Ce n'était pas vraiment une proposition, et plus un compromis.
Il ne pouvait pas non plus espérer maîtriser un nombre inconnu d'ennemis à lui tout seul, alors il n'avait pas d'autre choix que de suivre le plan initial.
Pavas avait été prise pour cible car elle possédait une forte affinité pour le mana – ce qu'Ewan ignorait jusqu'à présent – et avait été enlevée en même temps que d'autres enfants de l'établissement.
Pour ne rien arranger à l'humeur du jeune homme, Carciem avait été celui qui avait donné l'ordre de laisser faire.
De ce fait, il était plus qu'en colère. Un sentiment assez compréhensible, avec une requête assez raisonnable suivant.
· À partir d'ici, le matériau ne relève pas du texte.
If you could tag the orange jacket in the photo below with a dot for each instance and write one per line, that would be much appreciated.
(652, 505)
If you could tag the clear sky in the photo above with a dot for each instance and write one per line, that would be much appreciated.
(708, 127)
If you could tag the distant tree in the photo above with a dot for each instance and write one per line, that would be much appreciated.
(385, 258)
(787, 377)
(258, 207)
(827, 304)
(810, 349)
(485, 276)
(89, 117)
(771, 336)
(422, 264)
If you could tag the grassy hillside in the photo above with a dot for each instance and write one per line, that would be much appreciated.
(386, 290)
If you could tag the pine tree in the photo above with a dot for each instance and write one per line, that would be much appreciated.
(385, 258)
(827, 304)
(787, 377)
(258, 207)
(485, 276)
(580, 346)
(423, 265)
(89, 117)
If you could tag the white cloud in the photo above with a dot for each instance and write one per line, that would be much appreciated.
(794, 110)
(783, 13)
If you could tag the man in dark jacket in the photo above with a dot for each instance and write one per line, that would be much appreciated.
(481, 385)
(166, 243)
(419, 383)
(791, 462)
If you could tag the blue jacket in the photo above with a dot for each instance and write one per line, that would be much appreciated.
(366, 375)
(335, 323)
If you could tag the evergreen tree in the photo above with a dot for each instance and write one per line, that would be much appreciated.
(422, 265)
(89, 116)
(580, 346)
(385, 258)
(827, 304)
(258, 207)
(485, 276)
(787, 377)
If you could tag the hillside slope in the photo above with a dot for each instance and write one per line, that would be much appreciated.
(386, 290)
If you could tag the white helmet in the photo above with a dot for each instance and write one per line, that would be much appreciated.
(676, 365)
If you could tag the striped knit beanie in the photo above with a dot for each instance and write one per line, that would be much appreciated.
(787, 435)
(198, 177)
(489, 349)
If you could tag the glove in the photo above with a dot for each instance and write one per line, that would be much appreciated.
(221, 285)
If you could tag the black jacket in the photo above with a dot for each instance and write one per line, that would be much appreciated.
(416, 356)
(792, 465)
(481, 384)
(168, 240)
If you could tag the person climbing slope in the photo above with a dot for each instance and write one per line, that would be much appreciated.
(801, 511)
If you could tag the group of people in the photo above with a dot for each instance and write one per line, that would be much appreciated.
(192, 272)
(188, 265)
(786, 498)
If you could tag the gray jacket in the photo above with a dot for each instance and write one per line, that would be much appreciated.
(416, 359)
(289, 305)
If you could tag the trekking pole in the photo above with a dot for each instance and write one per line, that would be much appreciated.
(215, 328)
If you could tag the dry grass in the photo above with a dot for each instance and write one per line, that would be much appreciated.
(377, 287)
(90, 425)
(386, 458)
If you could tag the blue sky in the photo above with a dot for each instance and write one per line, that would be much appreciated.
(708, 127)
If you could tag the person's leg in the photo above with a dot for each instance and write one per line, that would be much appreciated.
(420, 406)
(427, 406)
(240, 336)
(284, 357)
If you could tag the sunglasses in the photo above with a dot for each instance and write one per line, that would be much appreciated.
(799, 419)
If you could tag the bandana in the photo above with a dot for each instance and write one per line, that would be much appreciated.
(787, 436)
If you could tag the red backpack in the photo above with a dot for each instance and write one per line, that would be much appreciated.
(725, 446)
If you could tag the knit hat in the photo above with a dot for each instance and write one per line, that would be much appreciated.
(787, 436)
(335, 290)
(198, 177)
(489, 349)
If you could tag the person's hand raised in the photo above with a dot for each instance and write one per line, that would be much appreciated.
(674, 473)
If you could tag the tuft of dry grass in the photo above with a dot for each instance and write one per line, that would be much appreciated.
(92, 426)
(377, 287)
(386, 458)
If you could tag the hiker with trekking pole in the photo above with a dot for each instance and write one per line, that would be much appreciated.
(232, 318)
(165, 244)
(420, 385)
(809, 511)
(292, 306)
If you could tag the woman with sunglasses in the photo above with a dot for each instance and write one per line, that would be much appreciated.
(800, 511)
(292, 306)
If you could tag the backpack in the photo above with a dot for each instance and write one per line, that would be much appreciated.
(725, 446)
« Dis, Carciem… Tu veux bien que je te frappe ? » Demanda Ewan, son regard plein d'animosité foudroyant sur place le militaire.
Wynblow : « Pourquoi le chapitre d’aujourd’hui sort si tard ? »
Ewan : « Tempête et orage, apparemment... »
Wynblow : « Ce genre de chose ne m’aurait pas arrêtée ! »
Ewan : « En même temps, tu ne t’arrête jamais, même quand tu devrais... »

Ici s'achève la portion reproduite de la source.